A steam engine is a type of heat engine. It takes heat from the hot steam, converts some of this heat into useful work and dumps the rest into the colder surrounding air. The maximum fraction of heat that can be converted into work can be found using the laws of thermodynamics, and it increases with the temperature difference between the hot steam and the surrounding air. The hotter the steam and the colder the air, the more efficient is the steam engine at converting heat into work.
In a typical steam engine a piston moves back and forth inside a cylinder. Hot, high-pressure steam is produced in a boiler, and this steam enters the cylinder through a valve. Once inside the cylinder, the steam pushes outward on every surface, including the piston. The piston moves. The steam does mechanical work on the piston and the piston does mechanical work on the machinery attached to it. The expanding steam transfers some of its thermal energy to this machinery, so the steam becomes cooler as the machinery operates.
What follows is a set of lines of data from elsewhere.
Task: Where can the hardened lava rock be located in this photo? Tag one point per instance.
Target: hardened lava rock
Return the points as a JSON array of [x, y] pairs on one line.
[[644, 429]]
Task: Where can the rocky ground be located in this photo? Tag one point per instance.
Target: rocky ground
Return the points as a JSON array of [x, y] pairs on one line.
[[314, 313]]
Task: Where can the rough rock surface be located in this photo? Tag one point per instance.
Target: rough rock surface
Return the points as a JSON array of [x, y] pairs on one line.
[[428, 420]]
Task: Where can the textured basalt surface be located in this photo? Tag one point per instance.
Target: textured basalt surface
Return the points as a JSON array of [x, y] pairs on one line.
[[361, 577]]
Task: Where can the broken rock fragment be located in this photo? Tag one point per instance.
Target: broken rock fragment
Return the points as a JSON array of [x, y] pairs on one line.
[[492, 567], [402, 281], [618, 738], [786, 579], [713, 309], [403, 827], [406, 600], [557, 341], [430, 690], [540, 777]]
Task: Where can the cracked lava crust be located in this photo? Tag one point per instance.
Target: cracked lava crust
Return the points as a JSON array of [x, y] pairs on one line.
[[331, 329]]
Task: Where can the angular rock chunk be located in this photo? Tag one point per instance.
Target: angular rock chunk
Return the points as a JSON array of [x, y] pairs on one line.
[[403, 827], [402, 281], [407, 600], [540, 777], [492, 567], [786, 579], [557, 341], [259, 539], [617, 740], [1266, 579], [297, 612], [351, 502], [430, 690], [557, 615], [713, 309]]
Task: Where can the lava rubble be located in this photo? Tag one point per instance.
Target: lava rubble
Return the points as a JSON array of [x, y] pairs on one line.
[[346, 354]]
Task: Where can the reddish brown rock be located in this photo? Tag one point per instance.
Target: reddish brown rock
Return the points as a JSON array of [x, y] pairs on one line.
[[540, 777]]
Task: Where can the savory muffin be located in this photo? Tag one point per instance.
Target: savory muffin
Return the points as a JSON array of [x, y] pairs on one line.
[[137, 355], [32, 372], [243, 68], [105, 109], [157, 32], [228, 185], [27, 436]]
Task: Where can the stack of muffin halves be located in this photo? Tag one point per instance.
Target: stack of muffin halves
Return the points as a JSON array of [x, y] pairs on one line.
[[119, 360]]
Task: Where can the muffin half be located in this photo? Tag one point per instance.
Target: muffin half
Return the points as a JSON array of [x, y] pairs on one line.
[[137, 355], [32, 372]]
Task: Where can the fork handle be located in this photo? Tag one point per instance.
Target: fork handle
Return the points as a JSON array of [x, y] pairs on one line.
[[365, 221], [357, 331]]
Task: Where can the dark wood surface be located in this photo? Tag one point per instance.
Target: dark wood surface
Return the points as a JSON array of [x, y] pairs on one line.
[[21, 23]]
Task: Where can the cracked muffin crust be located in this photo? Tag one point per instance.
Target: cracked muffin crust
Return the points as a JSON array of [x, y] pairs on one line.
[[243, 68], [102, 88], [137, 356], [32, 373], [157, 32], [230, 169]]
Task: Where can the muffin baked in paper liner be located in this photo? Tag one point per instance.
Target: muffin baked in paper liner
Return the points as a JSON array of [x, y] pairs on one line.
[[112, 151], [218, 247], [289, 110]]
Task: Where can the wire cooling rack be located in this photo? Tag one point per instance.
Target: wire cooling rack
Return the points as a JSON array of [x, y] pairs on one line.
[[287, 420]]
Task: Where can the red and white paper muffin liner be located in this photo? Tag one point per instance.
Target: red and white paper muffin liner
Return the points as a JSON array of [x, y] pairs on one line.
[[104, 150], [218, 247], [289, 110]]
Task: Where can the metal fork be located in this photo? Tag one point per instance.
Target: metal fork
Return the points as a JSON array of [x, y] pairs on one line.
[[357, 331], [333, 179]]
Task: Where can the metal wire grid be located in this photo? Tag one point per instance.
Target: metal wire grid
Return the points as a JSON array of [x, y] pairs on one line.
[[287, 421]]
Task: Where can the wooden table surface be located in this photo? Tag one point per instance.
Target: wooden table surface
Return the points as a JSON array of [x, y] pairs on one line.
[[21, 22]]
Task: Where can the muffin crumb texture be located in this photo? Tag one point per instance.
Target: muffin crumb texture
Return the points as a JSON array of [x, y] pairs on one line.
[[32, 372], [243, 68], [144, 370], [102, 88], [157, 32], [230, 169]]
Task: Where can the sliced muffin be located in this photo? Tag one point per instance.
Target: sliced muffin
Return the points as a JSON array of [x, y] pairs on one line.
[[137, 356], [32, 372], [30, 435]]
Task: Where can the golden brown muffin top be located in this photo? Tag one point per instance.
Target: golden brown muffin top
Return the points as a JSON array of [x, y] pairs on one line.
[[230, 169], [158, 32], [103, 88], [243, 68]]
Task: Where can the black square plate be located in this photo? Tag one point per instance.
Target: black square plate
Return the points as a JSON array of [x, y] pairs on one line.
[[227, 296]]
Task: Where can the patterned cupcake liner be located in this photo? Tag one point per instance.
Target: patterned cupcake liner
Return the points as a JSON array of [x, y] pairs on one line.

When the piston reaches the end of its range, the valve stops the flow of steam and opens the cylinder to the outside air. The piston can then return easily. In many cases, steam is allowed to enter the other end of the cylinder so that the steam pushes the piston back to its original position. Once the piston is back at its starting point, the valve again admits high-pressure steam to the cylinder and the whole cycle repeats. Overall, heat is flowing from the hot boiler to the cooler surrounding air and some of that heat is being converted into mechanical work by the moving piston. The maximum efficiency of a steam engine is emax = (Tsteam - Tair)/Tsteam. The actual efficiency is usually much lower.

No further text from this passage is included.